Security

The bear/security package helps find security vulnerabilities in your BEAR.Sunday application.

Installation

composer require --dev bear/security

Scanning Tools

Tool What it does When to use
SAST Finds dangerous patterns in your code During development
DAST Sends attack requests to your app Before deployment
AI Auditor AI reviews your code for security issues Code review
Psalm Plugin Traces user input to dangerous operations During development

SAST

Scans your source code for dangerous patterns:

./vendor/bin/bear.security-scan src

Detects 14 vulnerability types:

Category Examples
Injection SQL injection, Command injection, XSS
Access Control Path traversal, Open redirect
Cryptography Weak hash algorithms, Hardcoded secrets
Data Protection Insecure deserialization, XXE
Session Session fixation, CSRF
Network SSRF, Remote file inclusion

DAST

Sends attack payloads to your running application to test real vulnerabilities:

./vendor/bin/bear-security-dast 'MyVendor\MyApp' prod-app /path/to/app

Tests include:

Test What it sends
SQL Injection ' OR '1'='1, ; DROP TABLE
XSS <script>alert(1)</script>
Command Injection ; ls -la, \| cat /etc/passwd
Path Traversal ../../../etc/passwd
Security Headers Checks for missing headers

AI Auditor

Uses Claude AI to find security issues that pattern matching cannot detect:

# Requires ANTHROPIC_API_KEY or Claude CLI authentication
./vendor/bin/bear-security-audit src
Issue Description
IDOR Accessing other users’ data without authorization check
Mass Assignment Accepting unvalidated fields in updates
Race Condition Time-of-check to time-of-use flaws
Business Logic Application-specific security flaws

Psalm Plugin

Marks user input (like $id in onGet($id)) as tainted and traces how it flows through your code. Reports when tainted data reaches dangerous operations like database queries or HTML output without proper escaping.

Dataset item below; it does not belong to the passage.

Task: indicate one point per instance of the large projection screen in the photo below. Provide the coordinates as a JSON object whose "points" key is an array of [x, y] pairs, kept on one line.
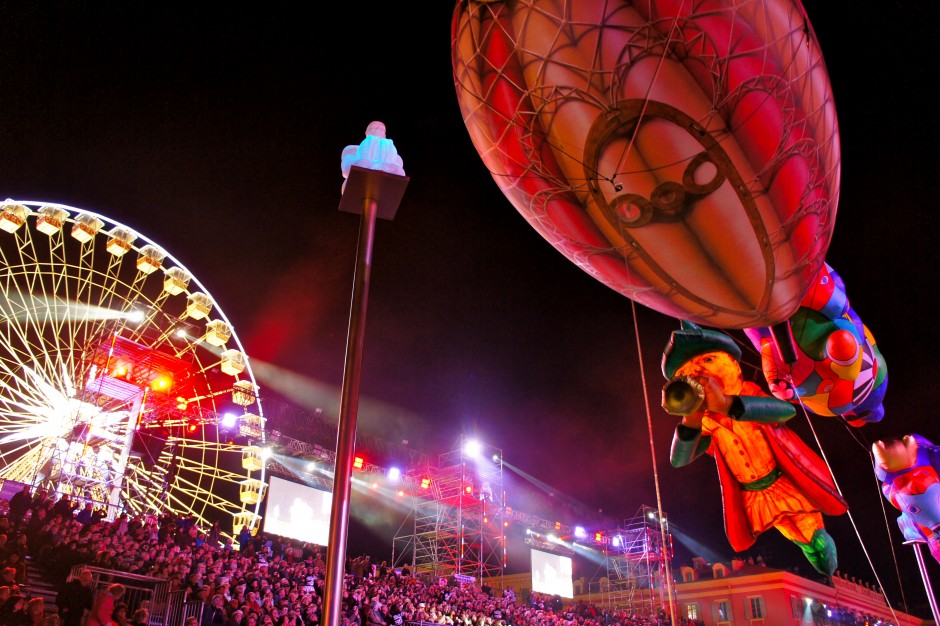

Add the plugin and stubs to your psalm.xml:

<psalm>
    <stubs>
        <file name="vendor/bear/security/stubs/AuraSql.phpstub"/>
        <file name="vendor/bear/security/stubs/PDO.phpstub"/>
        <file name="vendor/bear/security/stubs/Qiq.phpstub"/>
    </stubs>
    <plugins>
        <pluginClass class="BEAR\Security\Psalm\ResourceTaintPlugin">
            <targets>
                <target>Page</target>
                <target>App</target>
            </targets>
        </pluginClass>
    </plugins>
</psalm>

The targets specify which resources receive external input. Use Page when serving web pages with html context, App when serving APIs with api context.

Run taint analysis:

./vendor/bin/psalm --taint-analysis

GitHub Actions

Add security scanning to your CI pipeline:

cp vendor/bear/security/workflows/security-sast.yml .github/workflows/

This workflow runs on every push and pull request:

Job What it does
SAST Scan Scans code and uploads results to GitHub Security tab
Psalm Taint Traces user input flows and uploads results to GitHub Security tab

Results appear in your repository’s Security > Code scanning section.

Why It Works

BEAR.Sunday’s architecture makes security scanning more effective:

  • Clear Entry Points: Every endpoint is a ResourceObject with onGet, onPost methods. Scanners can identify all inputs and trace data flow.

  • No Hidden Magic: Dependencies are explicit through constructor injection. Scanners can analyze the complete code path.

  • Framework-Aware AI: The AI Auditor understands BEAR.Sunday patterns and can detect business logic flaws, not just generic vulnerabilities.